Even if hyponatremia was reported to influence OS mainly within 6 months, it also retained its prognostic role at later time points, as previously shown in colorectal cancer16. Moreover, in our externally-validated nomogram scoring system, hyponatremia showed a remarkable weight both on 3-months and 36-months OS probabilities. Especially, in our 36-months model, ECOG PS failed to show a relevant influence on survival and was not included in the nomogram. Remarkably, our nomogram scoring system could be easily used to facilitate the process of treatment decision making based on life-expectancy of heavily-pretreated cancer patients (e.g. inclusion in clinical studies vs best supportive care). Regarding the higher number of observed death events relative to the number of nomogram predicted deaths in the validation cohort, it might be probably due to referral patterns. Although hyponatremia has been associated with critical conditions32, our findings indicate that hyponatremia may worsen the prognosis of metastatic cancer patients independently from patients’ general status.

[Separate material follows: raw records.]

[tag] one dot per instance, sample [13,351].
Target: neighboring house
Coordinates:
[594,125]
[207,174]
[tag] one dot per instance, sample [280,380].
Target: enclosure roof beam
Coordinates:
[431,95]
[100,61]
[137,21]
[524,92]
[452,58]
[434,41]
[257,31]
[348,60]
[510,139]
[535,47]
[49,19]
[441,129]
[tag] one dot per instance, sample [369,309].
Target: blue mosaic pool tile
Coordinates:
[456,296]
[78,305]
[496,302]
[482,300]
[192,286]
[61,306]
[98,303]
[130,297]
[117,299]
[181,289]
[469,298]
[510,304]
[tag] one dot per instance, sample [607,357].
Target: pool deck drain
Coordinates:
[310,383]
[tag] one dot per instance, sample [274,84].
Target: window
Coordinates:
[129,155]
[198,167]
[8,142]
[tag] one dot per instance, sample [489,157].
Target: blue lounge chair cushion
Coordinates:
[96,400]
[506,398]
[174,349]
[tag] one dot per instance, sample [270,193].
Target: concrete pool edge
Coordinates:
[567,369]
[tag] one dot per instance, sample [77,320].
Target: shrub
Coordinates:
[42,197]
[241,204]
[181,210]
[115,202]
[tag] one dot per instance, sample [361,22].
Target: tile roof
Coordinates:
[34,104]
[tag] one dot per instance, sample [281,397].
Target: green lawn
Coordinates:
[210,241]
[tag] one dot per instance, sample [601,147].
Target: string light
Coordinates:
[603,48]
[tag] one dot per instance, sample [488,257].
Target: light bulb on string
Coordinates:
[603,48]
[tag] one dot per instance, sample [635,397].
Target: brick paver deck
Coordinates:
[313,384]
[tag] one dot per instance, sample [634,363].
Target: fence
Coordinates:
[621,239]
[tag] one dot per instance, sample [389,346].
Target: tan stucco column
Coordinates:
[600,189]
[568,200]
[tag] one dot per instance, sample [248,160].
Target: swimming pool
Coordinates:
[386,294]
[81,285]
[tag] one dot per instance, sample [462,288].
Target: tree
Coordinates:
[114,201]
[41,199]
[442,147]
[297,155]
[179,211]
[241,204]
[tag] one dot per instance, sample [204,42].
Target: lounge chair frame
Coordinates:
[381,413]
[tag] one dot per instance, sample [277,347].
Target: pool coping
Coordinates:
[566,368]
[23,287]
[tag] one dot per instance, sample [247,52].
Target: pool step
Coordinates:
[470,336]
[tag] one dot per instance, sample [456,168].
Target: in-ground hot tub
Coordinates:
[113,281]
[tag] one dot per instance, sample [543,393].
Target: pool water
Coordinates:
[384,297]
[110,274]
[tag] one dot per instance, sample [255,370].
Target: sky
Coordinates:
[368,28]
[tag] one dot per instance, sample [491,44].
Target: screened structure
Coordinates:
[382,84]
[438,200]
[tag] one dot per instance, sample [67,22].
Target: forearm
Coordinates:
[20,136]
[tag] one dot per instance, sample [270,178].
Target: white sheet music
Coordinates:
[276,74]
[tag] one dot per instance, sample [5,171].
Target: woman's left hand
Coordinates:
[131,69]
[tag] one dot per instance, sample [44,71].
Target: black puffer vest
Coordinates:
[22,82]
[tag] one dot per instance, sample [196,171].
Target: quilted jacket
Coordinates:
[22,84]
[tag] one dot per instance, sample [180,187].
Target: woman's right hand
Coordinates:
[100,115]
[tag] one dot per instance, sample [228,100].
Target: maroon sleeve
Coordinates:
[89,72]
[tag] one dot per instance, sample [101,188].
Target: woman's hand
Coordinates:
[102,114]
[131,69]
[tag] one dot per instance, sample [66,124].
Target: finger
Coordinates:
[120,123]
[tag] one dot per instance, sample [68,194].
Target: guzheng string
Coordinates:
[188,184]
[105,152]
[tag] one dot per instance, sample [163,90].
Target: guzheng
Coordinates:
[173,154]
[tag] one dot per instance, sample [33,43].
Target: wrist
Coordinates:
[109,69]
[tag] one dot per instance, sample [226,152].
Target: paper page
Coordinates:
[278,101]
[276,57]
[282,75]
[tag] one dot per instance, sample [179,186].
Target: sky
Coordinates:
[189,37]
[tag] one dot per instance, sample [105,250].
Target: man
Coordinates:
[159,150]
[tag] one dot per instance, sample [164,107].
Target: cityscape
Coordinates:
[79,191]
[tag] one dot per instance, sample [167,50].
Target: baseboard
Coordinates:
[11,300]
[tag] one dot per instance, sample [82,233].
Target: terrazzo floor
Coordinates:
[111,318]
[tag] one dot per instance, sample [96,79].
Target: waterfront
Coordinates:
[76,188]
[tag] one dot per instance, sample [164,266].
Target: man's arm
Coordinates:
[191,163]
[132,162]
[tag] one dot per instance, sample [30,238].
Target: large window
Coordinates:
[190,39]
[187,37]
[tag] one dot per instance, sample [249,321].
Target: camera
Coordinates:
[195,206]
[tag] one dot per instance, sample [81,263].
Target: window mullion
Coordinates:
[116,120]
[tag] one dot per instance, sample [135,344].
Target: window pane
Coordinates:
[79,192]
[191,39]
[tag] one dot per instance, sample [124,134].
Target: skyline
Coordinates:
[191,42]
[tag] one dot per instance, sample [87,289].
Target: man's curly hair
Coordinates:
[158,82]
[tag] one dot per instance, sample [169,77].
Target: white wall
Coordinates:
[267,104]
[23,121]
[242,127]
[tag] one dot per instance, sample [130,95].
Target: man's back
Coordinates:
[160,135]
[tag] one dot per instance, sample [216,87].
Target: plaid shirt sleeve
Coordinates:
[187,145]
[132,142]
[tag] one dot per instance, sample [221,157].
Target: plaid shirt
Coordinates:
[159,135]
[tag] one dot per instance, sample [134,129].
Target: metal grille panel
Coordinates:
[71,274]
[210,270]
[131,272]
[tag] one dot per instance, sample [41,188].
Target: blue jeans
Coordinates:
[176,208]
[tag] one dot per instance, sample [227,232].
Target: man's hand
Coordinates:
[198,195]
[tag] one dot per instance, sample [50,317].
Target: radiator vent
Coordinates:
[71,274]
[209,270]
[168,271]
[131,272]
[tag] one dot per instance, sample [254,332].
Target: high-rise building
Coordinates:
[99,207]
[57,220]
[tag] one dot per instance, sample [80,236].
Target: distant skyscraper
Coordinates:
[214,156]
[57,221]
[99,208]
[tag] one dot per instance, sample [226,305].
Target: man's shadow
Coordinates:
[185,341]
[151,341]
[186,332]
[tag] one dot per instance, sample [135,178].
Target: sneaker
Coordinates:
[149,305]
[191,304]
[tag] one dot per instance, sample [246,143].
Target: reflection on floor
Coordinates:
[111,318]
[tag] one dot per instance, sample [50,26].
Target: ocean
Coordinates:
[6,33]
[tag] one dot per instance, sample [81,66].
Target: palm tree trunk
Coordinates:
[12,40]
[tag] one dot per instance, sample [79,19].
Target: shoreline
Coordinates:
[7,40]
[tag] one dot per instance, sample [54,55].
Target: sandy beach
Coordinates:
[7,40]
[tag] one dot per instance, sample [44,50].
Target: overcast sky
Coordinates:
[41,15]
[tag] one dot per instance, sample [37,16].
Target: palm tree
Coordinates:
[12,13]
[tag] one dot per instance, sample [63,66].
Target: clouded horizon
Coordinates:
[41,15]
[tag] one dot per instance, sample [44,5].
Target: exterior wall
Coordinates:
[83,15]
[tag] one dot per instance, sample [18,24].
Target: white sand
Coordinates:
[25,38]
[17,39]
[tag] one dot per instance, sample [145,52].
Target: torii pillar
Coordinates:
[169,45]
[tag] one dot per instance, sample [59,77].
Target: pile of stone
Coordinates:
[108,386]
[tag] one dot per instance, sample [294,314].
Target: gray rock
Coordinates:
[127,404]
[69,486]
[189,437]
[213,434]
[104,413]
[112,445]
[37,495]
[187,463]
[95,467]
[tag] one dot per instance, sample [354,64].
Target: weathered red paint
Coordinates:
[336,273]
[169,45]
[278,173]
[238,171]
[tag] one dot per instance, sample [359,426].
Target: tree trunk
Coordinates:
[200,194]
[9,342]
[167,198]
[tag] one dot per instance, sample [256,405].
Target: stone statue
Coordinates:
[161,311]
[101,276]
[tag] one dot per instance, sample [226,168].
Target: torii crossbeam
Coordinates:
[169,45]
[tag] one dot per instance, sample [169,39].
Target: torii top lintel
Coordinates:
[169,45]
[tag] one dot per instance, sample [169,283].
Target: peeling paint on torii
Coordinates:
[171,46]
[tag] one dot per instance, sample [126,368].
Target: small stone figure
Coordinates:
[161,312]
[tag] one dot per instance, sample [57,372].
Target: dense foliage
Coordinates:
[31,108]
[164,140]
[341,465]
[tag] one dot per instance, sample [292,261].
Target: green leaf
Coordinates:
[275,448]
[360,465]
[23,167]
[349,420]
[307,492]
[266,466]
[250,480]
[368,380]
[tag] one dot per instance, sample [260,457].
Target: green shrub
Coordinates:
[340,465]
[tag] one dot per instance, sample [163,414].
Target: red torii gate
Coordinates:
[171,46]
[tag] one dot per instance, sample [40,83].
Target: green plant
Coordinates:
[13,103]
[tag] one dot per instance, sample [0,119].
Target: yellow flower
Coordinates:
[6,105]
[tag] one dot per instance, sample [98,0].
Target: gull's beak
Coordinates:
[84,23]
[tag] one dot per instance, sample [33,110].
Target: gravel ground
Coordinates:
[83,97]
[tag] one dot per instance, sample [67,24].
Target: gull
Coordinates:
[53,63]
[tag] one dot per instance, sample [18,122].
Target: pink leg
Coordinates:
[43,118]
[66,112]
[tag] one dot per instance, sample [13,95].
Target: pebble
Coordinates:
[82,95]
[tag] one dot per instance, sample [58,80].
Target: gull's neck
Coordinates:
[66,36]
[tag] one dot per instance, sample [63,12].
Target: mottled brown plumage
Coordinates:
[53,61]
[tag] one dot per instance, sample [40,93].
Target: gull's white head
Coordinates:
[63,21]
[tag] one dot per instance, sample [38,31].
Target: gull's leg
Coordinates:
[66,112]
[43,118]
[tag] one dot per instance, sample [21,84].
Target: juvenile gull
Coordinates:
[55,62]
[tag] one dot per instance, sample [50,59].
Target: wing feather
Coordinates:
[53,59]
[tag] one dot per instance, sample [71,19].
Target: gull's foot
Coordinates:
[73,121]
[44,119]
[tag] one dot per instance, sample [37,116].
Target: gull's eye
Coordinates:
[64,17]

Interestingly, hyponatremia has been associated with worse PFS and lower response to treatment of cancer patients13,15,17,18,33, thus suggesting a possible, direct impact on cancer progression and/or resistance to treatments. For example, even if transient, hyponatremia activates the rennin–angiotensin–aldosterone system that is implicated in malignant transformation and cancer cell survival34,35,36,37. Hyponatremia could also interfere with the regulation and activity of sodium channels and sodium-involving ion pumps (e.g. voltage-gated sodium channels and epithelial sodium channel), whose aberrant expression has been found in multiple cancer types, directly contributing to cancer development and progression38,39,40,41. Furthermore, low sodium levels could stabilize or enhance via hypotonic stress the transcription of the glucocorticoid-induced protein kinase 1 (SGK1), which has been recently linked to cancer cell metastatization42,43.

Taken together and corroborated by our findings, these data imply that hyponatremia could have a pleiotropic action in cancer promotion and progression, thus explaining its unfavorable prognostic role in metastatic cancer patients beyond the traditional association with poorer patient performance status or tumor burden. Our study has some limitations: 1) it is a retrospective study (even if it relies on a prospective departmental registry) and we believe that a prospective study could be the ideal strategy to definitely validate the prognostic role of hyponatremia in patients with advanced malignancies; 2) we only included hospitalized patients, while extending a comprehensive assessment of the prognostic role of hyponatremia also in an out-patient setting would improve the solidity and reproducibility of our findings; 3) despite an external validation, our nomogram scoring system needs to be further tested for non–hospitalized metastatic cancer patients.

In conclusion, our study clearly confirmed the prognostic role of hyponatremia and weighed its impact on the OS of hospitalized patients with metastatic solid tumors. Based on our findings, serum sodium assessment could be exploited to design integrated prognostic tools, at least for hospitalized patients. A strong clinical and translational effort is needed to characterize the biological role of extracellular sodium levels and the interplay with ion channels located on tumor cell membranes in promoting cancer initiation, progression and resistance to treatment.